Kolver and Muller, (1998) and Washburn et al., (2002) indicated that the body weights and condition scores are generally higher for TMR fed cows than pastured cows and Washburn et al., (2002) suggested that it may be due to the variation of the total consumption, pasture type, quality, quantity and the energy expenditure. Furthermore, Kolver and Muller, (1998) and Bargo et al., (2002a) reported losses of BCS for pasture-fed cows while cows consuming a TMR maintained or gained BCS. Hence, according to Roche et al., (2013) and Roche (2006), a successful reproductive outcome may be gained by optimum BCS and BW of the dairy cattle and it can be well maintained by supplying a TMR ration to the animals. However, Löf et al., (2007) reported that TMR-fed cows had a longer calving interval and calving to last AI interval and the authors stated that it may be due to the improper management of the TMR fed cows. When the cows are over-conditioned, their DMI is less and they experienced a higher loss of BCS thereby a higher chance for an anovulatory anestrus.

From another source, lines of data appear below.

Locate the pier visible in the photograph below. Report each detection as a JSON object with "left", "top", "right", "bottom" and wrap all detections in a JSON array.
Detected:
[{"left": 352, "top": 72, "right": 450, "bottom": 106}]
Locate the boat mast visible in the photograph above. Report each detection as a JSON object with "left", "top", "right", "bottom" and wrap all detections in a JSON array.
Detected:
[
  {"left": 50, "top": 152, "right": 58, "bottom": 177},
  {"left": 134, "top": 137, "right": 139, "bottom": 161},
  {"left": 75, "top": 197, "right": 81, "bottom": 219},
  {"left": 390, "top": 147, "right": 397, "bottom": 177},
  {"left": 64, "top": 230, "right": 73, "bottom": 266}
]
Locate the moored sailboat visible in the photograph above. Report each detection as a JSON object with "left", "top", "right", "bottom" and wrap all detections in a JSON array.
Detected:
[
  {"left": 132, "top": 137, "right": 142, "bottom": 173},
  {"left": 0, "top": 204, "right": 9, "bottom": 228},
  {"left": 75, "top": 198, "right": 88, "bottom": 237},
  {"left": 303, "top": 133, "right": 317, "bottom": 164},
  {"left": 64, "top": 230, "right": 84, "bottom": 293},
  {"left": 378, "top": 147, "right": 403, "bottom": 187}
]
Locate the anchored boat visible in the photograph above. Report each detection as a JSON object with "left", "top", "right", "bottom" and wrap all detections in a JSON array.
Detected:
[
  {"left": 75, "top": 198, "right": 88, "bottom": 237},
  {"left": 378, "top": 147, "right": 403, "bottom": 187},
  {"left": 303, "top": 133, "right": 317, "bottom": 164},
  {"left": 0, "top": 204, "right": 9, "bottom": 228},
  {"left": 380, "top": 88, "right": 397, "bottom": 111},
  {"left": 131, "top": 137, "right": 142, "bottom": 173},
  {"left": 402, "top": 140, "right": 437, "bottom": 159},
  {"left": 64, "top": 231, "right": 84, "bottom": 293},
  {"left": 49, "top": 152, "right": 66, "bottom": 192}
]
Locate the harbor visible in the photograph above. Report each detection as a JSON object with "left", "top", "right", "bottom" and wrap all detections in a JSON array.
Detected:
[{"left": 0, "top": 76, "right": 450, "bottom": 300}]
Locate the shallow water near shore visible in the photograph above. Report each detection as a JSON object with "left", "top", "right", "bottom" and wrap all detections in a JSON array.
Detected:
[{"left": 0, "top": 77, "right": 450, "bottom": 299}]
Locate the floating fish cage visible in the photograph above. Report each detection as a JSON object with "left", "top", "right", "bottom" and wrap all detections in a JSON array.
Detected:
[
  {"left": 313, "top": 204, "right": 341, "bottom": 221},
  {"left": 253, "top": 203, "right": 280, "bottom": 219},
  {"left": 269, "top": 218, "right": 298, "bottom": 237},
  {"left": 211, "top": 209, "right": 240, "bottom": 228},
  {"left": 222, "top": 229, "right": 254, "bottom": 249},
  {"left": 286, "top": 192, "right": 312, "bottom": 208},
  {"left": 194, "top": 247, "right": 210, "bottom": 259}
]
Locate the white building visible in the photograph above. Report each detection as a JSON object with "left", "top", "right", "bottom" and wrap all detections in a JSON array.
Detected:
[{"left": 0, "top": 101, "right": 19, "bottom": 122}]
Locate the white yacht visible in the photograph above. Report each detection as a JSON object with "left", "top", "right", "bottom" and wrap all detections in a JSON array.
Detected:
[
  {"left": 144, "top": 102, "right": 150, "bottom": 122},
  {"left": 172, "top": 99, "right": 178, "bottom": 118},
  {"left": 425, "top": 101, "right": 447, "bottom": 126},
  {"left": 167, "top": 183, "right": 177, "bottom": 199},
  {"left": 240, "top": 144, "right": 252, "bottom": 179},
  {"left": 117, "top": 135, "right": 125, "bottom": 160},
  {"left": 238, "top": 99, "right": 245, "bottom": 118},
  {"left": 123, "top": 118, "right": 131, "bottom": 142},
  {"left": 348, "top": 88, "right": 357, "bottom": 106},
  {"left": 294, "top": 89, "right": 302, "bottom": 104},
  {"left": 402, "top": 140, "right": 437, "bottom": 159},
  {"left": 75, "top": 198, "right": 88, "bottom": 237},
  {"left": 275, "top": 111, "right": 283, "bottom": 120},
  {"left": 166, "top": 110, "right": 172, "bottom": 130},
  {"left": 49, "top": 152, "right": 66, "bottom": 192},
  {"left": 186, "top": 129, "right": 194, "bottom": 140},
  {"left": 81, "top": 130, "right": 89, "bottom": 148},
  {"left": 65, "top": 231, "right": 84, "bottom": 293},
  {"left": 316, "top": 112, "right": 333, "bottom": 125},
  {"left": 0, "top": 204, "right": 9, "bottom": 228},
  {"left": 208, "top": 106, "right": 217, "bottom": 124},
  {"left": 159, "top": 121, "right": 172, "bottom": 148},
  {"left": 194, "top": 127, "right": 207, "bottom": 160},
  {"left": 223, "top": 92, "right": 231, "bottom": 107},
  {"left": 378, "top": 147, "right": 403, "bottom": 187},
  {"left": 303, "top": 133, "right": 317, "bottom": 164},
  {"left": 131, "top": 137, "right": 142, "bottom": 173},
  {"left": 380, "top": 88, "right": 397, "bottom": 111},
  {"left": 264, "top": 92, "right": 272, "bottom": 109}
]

Implementation of the TMR to dairy cattle is efficient and effective, especially it improves the production performances of dairy cattle in terms of milk production, milk composition, dry matter feed intake, feed utilization and reproductive performance.  Accordingly, the literature review provides an in-depth understanding for possible stakeholders to have constant milk production throughout the year and to maintain good health and reproduction.
This research is supported by a grant from the Accelerating Higher Education Expansion and Development (AHEAD) operation project and the World Bank group.